What is Ultra Vires?


Whether you have been the victim of an illegal act or if you have been charged with an offence, there are times when you may feel that your rights have been violated. This is when you need to look into the law of ultra vires. This is a legal term that relates to actions that lie outside the authority of a corporation or a person. It is used when someone challenges the validity of an action that has been taken by a municipal or governmental agency.

Actions that lie beyond the authority of a corporation

Essentially, ultra vires is a Latin phrase that means beyond the limits of the law. This term refers to actions taken by corporations and government bodies that exceed the scope of their legal powers.

The most common use of the term is in business law. Ultra vires acts include unlawfully appropriating company revenue or shares. If a manager uses his or her company bank account without the company’s knowledge, that would be a violation of the law. In addition, acts that violate a company’s by-laws or company constitution are also considered ultra vires.

An example of an ultra vires act is an interest rate swap, which was a popular method of circumventing borrowing restrictions. The underlying theory of this scheme was that, if both parties agree to the transaction, they cannot be harmed by it. However, the courts have ruled against this practice, because it is not enough to simply perform the transaction.

The term may be used in court to describe any action that is outside the company’s authority. For instance, an accountant’s transfer of ownership of the company’s shares could be classified as an ultra vires act.

An effective tool for protecting third parties, the doctrine of ultra vires was designed by Lord Reid. Aside from providing an exception to governmental immunity, the ultra vires doctrine has a number of benefits for shareholders and creditors.

Cases in which someone challenges the validity of municipal action

Attempts to engage in activities deemed to be beyond the scope of their corporate charter may be considered ultra vires. However, there is no rule of thumb that deems such acts as unconstitutional. The judicial systems in most countries are tasked with the task of determining if a proposed activity is legal or not. This can lead to some surprising rulings.

The best way to combat such an activity is to consult a competent lawyer who will be able to advise on a number of strategies for dealing with such a scenario. One such approach is to seek a writ of mandamus. This will force the corporate officer to reconsider the decision to deny the petition. Alternatively, a shareholder may choose to sue for an injunction in an attempt to restrain the errant corporation from committing the sins of the past.

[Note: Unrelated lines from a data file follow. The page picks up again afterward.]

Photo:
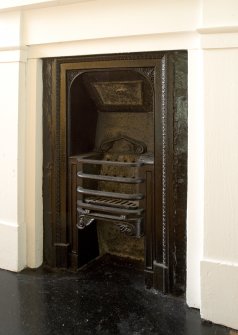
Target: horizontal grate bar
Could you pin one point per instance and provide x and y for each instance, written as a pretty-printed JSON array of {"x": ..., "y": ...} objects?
[
  {"x": 108, "y": 162},
  {"x": 116, "y": 179},
  {"x": 110, "y": 209},
  {"x": 126, "y": 196}
]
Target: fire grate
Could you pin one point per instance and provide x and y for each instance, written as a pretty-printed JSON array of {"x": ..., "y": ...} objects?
[
  {"x": 111, "y": 185},
  {"x": 117, "y": 203}
]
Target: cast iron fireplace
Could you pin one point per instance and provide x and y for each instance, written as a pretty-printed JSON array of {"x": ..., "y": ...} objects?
[{"x": 115, "y": 162}]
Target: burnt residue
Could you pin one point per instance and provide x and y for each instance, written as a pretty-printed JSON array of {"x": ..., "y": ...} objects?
[{"x": 106, "y": 298}]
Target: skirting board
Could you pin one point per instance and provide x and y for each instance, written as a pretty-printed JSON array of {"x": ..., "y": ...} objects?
[
  {"x": 219, "y": 292},
  {"x": 9, "y": 251}
]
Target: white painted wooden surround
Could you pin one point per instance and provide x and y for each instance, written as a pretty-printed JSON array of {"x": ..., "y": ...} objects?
[{"x": 31, "y": 30}]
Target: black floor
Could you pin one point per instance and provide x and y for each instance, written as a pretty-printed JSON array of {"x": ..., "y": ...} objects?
[{"x": 105, "y": 298}]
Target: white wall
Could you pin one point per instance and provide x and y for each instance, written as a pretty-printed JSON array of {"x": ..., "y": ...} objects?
[
  {"x": 220, "y": 263},
  {"x": 208, "y": 29}
]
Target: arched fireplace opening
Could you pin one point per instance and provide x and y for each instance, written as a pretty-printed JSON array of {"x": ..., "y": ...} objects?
[{"x": 115, "y": 163}]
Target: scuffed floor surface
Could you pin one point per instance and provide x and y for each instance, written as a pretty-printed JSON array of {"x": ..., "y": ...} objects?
[{"x": 105, "y": 299}]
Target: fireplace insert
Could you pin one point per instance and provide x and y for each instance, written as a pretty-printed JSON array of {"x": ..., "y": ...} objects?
[{"x": 115, "y": 162}]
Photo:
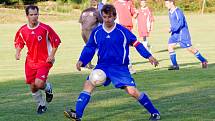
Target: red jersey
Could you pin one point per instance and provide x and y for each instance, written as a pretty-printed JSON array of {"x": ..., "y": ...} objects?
[
  {"x": 144, "y": 20},
  {"x": 39, "y": 41},
  {"x": 125, "y": 11}
]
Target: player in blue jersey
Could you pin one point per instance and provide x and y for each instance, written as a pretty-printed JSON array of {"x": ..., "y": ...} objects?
[
  {"x": 112, "y": 42},
  {"x": 180, "y": 34}
]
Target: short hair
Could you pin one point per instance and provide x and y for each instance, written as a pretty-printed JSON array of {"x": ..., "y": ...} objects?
[
  {"x": 32, "y": 7},
  {"x": 109, "y": 9}
]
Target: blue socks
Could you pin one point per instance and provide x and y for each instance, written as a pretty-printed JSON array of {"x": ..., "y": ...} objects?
[
  {"x": 200, "y": 57},
  {"x": 82, "y": 102},
  {"x": 146, "y": 102},
  {"x": 173, "y": 58}
]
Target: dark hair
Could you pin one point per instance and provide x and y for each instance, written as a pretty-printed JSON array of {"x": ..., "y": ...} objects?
[
  {"x": 32, "y": 7},
  {"x": 109, "y": 9}
]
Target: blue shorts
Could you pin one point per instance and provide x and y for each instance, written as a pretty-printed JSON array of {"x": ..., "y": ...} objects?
[
  {"x": 118, "y": 75},
  {"x": 176, "y": 38}
]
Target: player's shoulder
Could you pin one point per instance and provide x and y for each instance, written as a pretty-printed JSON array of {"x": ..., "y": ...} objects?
[{"x": 23, "y": 27}]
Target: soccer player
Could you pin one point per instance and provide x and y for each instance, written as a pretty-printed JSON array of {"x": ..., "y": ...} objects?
[
  {"x": 42, "y": 43},
  {"x": 89, "y": 19},
  {"x": 125, "y": 11},
  {"x": 112, "y": 42},
  {"x": 180, "y": 34},
  {"x": 145, "y": 20}
]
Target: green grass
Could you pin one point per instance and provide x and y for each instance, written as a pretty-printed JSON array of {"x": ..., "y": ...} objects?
[{"x": 184, "y": 95}]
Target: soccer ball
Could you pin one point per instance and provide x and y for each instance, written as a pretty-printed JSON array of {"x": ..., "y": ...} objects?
[{"x": 97, "y": 77}]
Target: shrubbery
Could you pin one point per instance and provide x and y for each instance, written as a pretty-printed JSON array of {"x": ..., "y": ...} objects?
[{"x": 157, "y": 5}]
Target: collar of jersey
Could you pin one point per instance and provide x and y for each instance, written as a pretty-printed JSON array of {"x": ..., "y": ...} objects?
[{"x": 103, "y": 26}]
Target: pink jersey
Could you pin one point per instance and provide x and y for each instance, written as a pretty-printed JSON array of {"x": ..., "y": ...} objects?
[
  {"x": 39, "y": 41},
  {"x": 144, "y": 20},
  {"x": 125, "y": 11}
]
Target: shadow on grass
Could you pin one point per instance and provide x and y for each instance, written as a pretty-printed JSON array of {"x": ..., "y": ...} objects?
[
  {"x": 186, "y": 95},
  {"x": 166, "y": 50}
]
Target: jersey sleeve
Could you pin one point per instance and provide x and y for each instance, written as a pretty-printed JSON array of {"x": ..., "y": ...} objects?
[
  {"x": 19, "y": 41},
  {"x": 53, "y": 37},
  {"x": 179, "y": 23},
  {"x": 88, "y": 50}
]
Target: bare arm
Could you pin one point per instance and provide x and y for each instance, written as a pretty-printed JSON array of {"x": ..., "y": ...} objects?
[
  {"x": 51, "y": 57},
  {"x": 18, "y": 53}
]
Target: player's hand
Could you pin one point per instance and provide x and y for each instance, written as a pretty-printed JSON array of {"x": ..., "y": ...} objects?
[
  {"x": 153, "y": 61},
  {"x": 78, "y": 65},
  {"x": 17, "y": 56},
  {"x": 50, "y": 59}
]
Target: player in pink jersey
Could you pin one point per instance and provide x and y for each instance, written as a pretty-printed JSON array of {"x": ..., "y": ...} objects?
[
  {"x": 42, "y": 43},
  {"x": 145, "y": 20},
  {"x": 125, "y": 11}
]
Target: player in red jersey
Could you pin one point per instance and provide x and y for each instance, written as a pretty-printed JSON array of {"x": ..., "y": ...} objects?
[
  {"x": 125, "y": 11},
  {"x": 145, "y": 20},
  {"x": 42, "y": 43}
]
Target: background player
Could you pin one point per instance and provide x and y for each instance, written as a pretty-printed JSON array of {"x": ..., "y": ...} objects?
[
  {"x": 42, "y": 43},
  {"x": 145, "y": 21},
  {"x": 89, "y": 19},
  {"x": 180, "y": 34},
  {"x": 125, "y": 12},
  {"x": 112, "y": 41}
]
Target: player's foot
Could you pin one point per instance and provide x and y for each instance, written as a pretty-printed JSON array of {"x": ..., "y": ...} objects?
[
  {"x": 41, "y": 109},
  {"x": 155, "y": 117},
  {"x": 205, "y": 64},
  {"x": 49, "y": 94},
  {"x": 71, "y": 114},
  {"x": 173, "y": 68}
]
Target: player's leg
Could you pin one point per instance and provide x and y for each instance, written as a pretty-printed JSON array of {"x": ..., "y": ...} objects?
[
  {"x": 172, "y": 55},
  {"x": 36, "y": 93},
  {"x": 198, "y": 56},
  {"x": 144, "y": 101},
  {"x": 42, "y": 83},
  {"x": 145, "y": 43},
  {"x": 81, "y": 103},
  {"x": 85, "y": 36}
]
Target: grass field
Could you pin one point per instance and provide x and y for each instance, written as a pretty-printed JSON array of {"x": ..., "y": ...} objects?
[{"x": 184, "y": 95}]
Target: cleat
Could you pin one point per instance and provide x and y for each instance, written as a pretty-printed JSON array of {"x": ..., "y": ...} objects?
[
  {"x": 173, "y": 68},
  {"x": 205, "y": 64},
  {"x": 41, "y": 109},
  {"x": 155, "y": 117},
  {"x": 49, "y": 94},
  {"x": 71, "y": 114}
]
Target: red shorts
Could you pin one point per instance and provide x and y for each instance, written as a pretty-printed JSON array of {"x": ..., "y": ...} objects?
[{"x": 40, "y": 72}]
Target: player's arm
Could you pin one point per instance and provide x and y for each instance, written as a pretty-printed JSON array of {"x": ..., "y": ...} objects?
[
  {"x": 51, "y": 57},
  {"x": 19, "y": 44},
  {"x": 180, "y": 21},
  {"x": 55, "y": 42}
]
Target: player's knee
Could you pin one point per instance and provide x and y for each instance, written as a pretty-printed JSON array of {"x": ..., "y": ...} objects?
[
  {"x": 40, "y": 84},
  {"x": 133, "y": 93},
  {"x": 88, "y": 87}
]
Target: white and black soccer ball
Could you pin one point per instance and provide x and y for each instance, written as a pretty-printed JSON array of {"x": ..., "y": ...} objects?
[{"x": 97, "y": 77}]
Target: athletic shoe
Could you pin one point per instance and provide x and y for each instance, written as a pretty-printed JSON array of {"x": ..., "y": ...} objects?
[
  {"x": 173, "y": 68},
  {"x": 71, "y": 114},
  {"x": 205, "y": 64},
  {"x": 41, "y": 109},
  {"x": 49, "y": 94},
  {"x": 155, "y": 117}
]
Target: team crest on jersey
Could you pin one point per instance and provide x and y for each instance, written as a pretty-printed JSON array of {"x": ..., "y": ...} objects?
[{"x": 39, "y": 38}]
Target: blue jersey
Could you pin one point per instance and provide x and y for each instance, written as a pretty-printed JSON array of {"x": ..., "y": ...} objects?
[
  {"x": 179, "y": 28},
  {"x": 112, "y": 46}
]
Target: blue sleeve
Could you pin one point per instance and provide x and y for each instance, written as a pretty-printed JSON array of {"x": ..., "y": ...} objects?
[
  {"x": 88, "y": 50},
  {"x": 143, "y": 51},
  {"x": 180, "y": 21}
]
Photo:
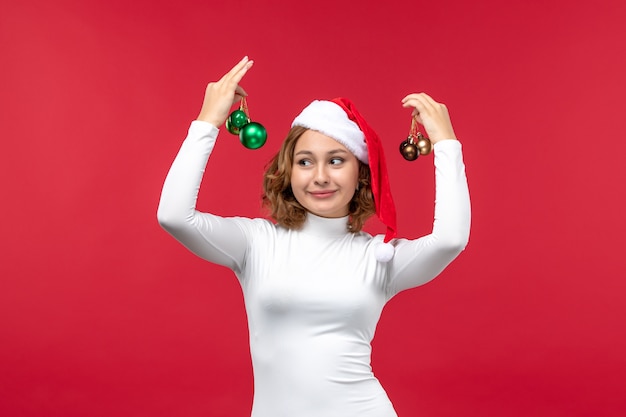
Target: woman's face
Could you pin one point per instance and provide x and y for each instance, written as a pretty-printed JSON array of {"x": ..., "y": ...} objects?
[{"x": 324, "y": 175}]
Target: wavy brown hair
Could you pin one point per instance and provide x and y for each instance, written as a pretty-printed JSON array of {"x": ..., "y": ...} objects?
[{"x": 287, "y": 211}]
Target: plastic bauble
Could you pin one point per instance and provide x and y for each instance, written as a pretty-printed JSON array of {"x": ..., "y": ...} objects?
[
  {"x": 232, "y": 129},
  {"x": 409, "y": 150},
  {"x": 238, "y": 119},
  {"x": 253, "y": 135},
  {"x": 424, "y": 145}
]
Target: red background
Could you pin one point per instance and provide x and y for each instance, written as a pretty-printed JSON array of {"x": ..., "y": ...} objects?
[{"x": 102, "y": 313}]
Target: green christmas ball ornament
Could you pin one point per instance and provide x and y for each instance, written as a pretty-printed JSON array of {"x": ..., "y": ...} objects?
[
  {"x": 232, "y": 129},
  {"x": 253, "y": 135},
  {"x": 238, "y": 119}
]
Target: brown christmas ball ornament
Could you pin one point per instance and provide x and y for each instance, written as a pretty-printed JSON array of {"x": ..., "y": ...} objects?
[{"x": 415, "y": 144}]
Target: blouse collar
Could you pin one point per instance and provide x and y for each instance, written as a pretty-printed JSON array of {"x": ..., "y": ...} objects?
[{"x": 324, "y": 226}]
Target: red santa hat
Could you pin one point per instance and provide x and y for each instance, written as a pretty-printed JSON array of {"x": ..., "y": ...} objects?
[{"x": 340, "y": 120}]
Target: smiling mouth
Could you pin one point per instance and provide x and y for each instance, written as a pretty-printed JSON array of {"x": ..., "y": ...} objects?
[{"x": 322, "y": 194}]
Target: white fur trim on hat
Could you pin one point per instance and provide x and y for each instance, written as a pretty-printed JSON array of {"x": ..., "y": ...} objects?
[{"x": 331, "y": 120}]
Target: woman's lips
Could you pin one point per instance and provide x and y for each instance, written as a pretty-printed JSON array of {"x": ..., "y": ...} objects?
[{"x": 322, "y": 194}]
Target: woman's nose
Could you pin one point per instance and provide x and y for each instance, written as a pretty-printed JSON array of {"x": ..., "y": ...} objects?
[{"x": 321, "y": 175}]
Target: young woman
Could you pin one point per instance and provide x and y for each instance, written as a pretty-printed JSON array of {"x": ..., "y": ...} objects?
[{"x": 314, "y": 284}]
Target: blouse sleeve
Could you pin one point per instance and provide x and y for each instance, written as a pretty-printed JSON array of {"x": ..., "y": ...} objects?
[
  {"x": 418, "y": 261},
  {"x": 216, "y": 239}
]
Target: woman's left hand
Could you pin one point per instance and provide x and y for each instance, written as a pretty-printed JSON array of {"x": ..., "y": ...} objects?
[{"x": 432, "y": 115}]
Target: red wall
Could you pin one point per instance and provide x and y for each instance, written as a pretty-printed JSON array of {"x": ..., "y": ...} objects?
[{"x": 102, "y": 313}]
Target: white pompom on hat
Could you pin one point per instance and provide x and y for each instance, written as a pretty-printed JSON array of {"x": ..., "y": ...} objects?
[{"x": 340, "y": 120}]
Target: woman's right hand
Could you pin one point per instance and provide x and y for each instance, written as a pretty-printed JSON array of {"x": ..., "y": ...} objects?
[{"x": 220, "y": 95}]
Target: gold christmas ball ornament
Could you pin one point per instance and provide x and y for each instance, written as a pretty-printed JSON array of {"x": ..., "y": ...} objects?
[{"x": 415, "y": 144}]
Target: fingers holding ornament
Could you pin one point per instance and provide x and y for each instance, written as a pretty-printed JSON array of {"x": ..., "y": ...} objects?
[{"x": 432, "y": 115}]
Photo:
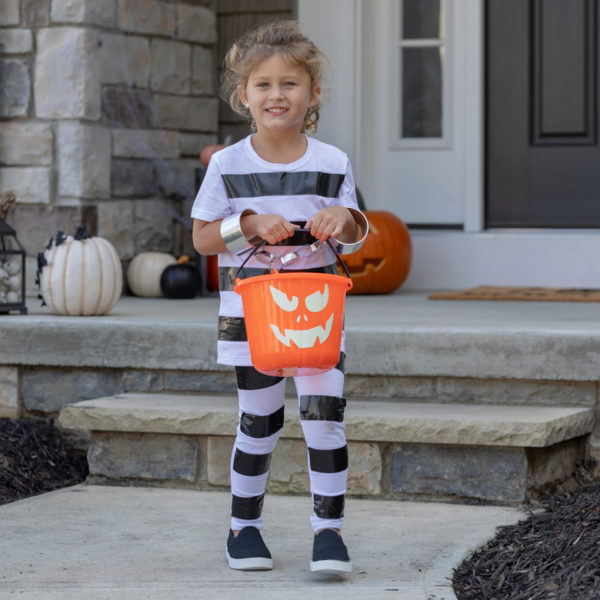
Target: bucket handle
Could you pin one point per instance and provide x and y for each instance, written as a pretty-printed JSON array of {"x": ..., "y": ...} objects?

A small number of jurisdictions have taken the ultra vires to the extreme and have abolished it altogether. The companies act of 1985 largely wiped the ultra vires off the books. Some companies are chartered to only do business in a particular state, while others can operate anywhere, provided the requisite permits are granted. A plethora of laws, regulations and restrictions apply to these entities, and the aforementioned state statutes are among the more notable.

Disadvantages of ultra vires

Whether a corporate body is ultra-vires depends on the nature of the act. A corporation can be classified as ultra-vires if its actions are outside the scope of its memorandum of objects. It also means that a contract made by the company is not binding.

A corporation is a legal entity that has a separate and distinct legal personality. The law does not allow a third party to enforce a company’s ultra-vires transactions in court. However, a lender can stop the company from parting with a loan.

The doctrine of ultra-vires is a Latin word that means ‘beyond the powers of’. It refers to any transaction that is not in the scope of the company’s memorandum of objects. In other words, the act is void ab initio.

The term ultra-vires also describes the action of a director or a government authority. This could include the appropriation of company assets, income, or shares. It can also involve an unauthorized change in the company’s object clause.

The object clause is a statement of the purpose of the company. This is a crucial part of a corporation’s charter. If the board changes its object, it is required to obtain approval from the CLB. The new object must be in keeping with the purpose of the company.